Last weekend I spent some time at the Viking Cemetery in preparation for Memorial Day. I have no interest in my own death however the end of life really intrigues me. The meaning of life, the gift of eternal life or reuniting with friends and family all come to mind when I think of death. Being at a cemetery is also prime time to be nostalgic and remember-a real chance to roll through the memories you have of its’ current residents. That’s where I finally found my answer to the question of who would I want to speak, whether they were dead or alive.

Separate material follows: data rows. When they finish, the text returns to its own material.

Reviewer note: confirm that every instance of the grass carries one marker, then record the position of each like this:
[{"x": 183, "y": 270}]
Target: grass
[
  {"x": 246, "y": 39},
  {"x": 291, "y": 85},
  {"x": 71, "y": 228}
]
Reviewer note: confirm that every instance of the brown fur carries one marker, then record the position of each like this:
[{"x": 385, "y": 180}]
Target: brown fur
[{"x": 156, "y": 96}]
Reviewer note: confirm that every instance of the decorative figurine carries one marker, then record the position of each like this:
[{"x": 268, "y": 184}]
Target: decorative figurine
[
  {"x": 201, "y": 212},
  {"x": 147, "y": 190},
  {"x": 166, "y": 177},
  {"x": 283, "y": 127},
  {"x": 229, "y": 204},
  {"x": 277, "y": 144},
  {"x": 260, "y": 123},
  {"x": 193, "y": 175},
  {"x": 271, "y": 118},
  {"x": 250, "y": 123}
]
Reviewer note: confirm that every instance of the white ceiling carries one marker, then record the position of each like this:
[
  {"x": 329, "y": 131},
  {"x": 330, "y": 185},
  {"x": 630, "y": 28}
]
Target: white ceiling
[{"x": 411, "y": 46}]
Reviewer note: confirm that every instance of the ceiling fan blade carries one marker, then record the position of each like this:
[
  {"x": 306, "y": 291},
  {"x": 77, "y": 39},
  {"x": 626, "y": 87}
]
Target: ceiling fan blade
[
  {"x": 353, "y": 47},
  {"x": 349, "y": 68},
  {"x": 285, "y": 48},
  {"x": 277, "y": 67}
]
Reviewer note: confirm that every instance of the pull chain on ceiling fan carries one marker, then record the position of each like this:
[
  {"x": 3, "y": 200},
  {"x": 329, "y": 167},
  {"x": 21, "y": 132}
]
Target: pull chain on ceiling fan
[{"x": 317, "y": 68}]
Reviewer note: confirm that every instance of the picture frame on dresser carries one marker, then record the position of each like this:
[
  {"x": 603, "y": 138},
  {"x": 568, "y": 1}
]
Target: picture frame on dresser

Growing up around Viking, Minnesota was pretty good in the seventies. I spent a lot of time outdoors, got to be around animals and my friends were great-they’re still my friends today. What made it even better were the people that would make a difference later in my life. Some of these people were actual teachers while many of them taught by the example of their life. These were mostly quiet people who just lived and worked and raised great families and supported their community, their church and their school. They volunteered to do things without the expectation of acknowledgment and helped a neighbor when they needed it-without being asked. I had a great base of character from which to draw and take for my own and use the rest of my life. I was lucky.
So last week-end, I saw the headstones and grave markers of many of these people. I thought of how many of them had encouraged me in different endeavors or simply attended school functions and watched me, and others; play our solo, play sports or just kept us safe while we played. I thought of how I would observe some of these people to see how they worked and I would then emulate their actions. They all had special talents but some of them were skilled in trades and I would wonder how a person could accumulate such knowledge, so I would ask them. There were people who ran small business in town or farmed too, I always admired these people and their lives motivated me.
If I were to have a chance to speak with these people, what would I ask? Honestly, I would ask them how I did. I would ask them questions about the actions that mentored my own growth too however I think I would ask them how I did with the gifts they gave me-without even knowing they were given. I would also thank them for living the kind of life that I could use as a pattern for my own.
So I finally have an answer to the question. I also have a place to go to remember where I came to be me and I know who to thank.